HBO have achieved something truly impressive with their excellent first season of Game of Thrones, faithfully adapting it from the first entry in George R. R. Martin’s ongoing fantasy series A Song of Fire and Ice. Consistently compelling throughout its ten-episode run, it has successfully brought medieval-style fantasy to a mainstream audience – arguably for the first time since Peter Jackson’s The Lord of the Rings trilogy hit cinemas over a decade ago.
Isolating any one aspect of the exquisite production values can easily turn from simple appreciation, to a mess of overbearing, infatuated gushing. From the icy climes at the Wall in the far North, to the decadent throne room in King’s Landing, each meticulously crafted set lends immeasurable credibility to the events and performances within them.
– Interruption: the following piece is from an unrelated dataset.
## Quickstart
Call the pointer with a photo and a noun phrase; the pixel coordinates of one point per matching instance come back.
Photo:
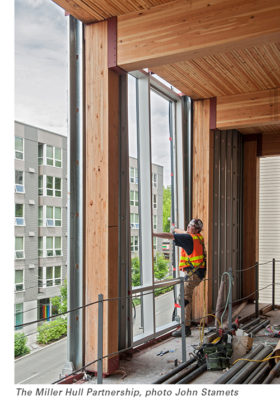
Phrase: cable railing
(146, 290)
The beautiful score punctuates, but never suffocates. Costume design is outstanding. Hell, even the opening credits are fantastic. The map it displays will subtly change before each episode, highlighting the areas of the vast world in focus for that episode.
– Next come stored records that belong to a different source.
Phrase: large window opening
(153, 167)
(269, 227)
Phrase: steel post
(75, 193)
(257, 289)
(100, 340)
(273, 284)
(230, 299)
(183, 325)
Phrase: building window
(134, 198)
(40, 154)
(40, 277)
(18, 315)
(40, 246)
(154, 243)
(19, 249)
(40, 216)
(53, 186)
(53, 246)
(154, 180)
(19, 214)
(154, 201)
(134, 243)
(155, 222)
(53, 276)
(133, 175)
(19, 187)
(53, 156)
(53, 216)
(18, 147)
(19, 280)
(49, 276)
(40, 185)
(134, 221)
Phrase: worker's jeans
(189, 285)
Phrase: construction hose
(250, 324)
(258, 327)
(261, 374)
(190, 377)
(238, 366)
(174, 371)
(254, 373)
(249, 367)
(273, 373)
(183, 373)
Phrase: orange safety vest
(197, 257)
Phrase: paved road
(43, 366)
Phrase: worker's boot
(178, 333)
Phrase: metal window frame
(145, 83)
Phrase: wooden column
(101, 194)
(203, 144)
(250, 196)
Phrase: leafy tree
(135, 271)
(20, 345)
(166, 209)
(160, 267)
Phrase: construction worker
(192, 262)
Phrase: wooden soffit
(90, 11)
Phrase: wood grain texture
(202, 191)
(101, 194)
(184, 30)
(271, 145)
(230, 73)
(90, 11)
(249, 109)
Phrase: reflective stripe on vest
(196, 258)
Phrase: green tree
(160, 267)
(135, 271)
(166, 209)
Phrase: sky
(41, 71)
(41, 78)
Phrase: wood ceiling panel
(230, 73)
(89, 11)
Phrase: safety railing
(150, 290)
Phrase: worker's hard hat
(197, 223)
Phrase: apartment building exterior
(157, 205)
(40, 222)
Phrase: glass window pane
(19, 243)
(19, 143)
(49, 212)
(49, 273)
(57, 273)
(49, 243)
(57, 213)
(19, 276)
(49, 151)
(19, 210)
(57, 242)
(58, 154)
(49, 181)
Ultimately though, the real victory here lies with how successfully the complicated relationships, entanglements, loyalties and ambitions of the characters have been juggled. Admittedly, the first few episodes suffered a little, as the inherent difficulties of establishing the large cast can occasionally overwhelm. Though connected by the narrative thread of competing for the Iron Throne, there are numerous stories playing out in each warring faction, so as we’re introduced to, (and familiarised with) each group, the frequent switches in location and perspective were a little jarring. Before too long though, the seemingly separate stories were well fleshed-out and engaging, making their eventual collision toward the season’s end all the more satisfying.
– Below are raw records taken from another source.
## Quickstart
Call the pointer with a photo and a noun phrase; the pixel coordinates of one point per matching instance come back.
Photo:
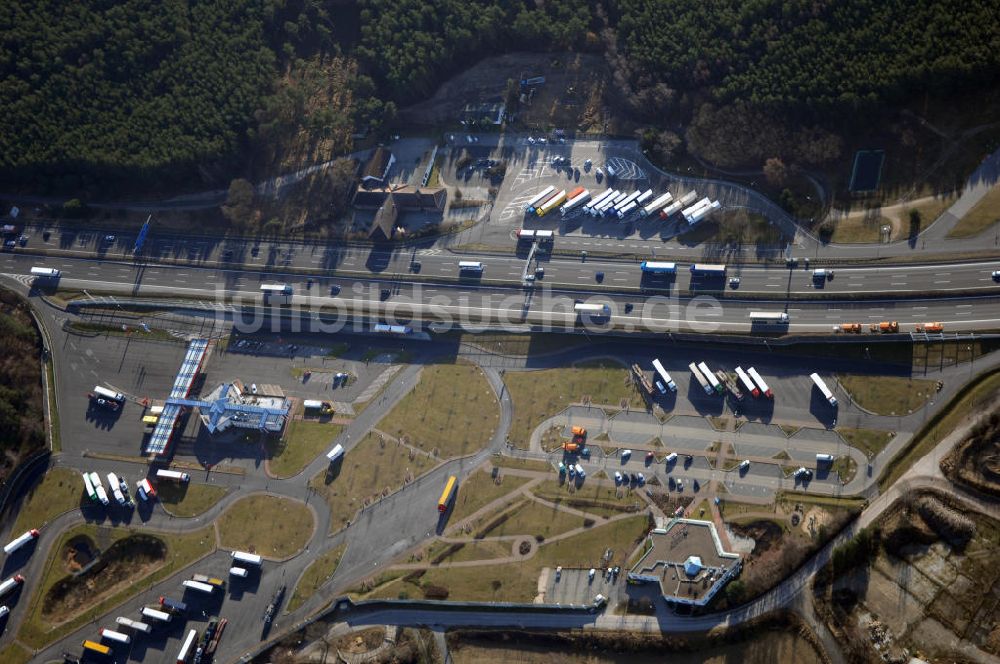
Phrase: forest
(140, 95)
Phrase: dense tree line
(818, 53)
(22, 425)
(126, 88)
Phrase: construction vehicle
(885, 327)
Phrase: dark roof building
(377, 169)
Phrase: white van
(335, 453)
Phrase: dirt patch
(364, 641)
(975, 461)
(128, 559)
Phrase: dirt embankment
(975, 462)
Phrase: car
(145, 489)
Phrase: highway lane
(559, 272)
(474, 302)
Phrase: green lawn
(60, 490)
(319, 572)
(541, 394)
(942, 423)
(518, 581)
(536, 519)
(590, 498)
(479, 490)
(182, 550)
(187, 499)
(267, 525)
(887, 395)
(981, 217)
(869, 441)
(452, 411)
(304, 441)
(370, 469)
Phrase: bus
(551, 204)
(821, 384)
(109, 394)
(708, 270)
(747, 383)
(177, 476)
(716, 385)
(45, 272)
(668, 382)
(658, 267)
(470, 266)
(97, 648)
(538, 199)
(112, 635)
(248, 558)
(775, 317)
(187, 647)
(765, 390)
(448, 494)
(591, 309)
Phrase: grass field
(946, 420)
(182, 550)
(370, 469)
(452, 411)
(59, 491)
(541, 394)
(319, 572)
(887, 395)
(280, 527)
(981, 217)
(593, 499)
(869, 441)
(14, 654)
(518, 581)
(187, 499)
(304, 441)
(479, 490)
(522, 464)
(535, 519)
Looking to the upcoming second season, the primary challenge for the creative team lies with keeping the story from being crushed under the weight of its own scope, and growing ambition. The story may be that of an ensemble cast, but for most of the first season, viewers were anchored to it by Ned Stark (the always reliable Sean Bean). With his head severed in one of the more shocking character deaths in recent television, the idea that any one character is the ‘lead’ has died with him. Thankfully, the remaining cast easily have the potential to hold that missing focus, and season two will need to capitalise on that. The post-Ned era should be approached with confidence, and the writers have more than earned the expectation that it will be.
Ned may have fallen, but in death he’s instigated a conflict that assures at least one thing: the war has just begun, and the race for the throne continues.
Game of Thrones premieres its second season Tuesday April 10, on Showcase.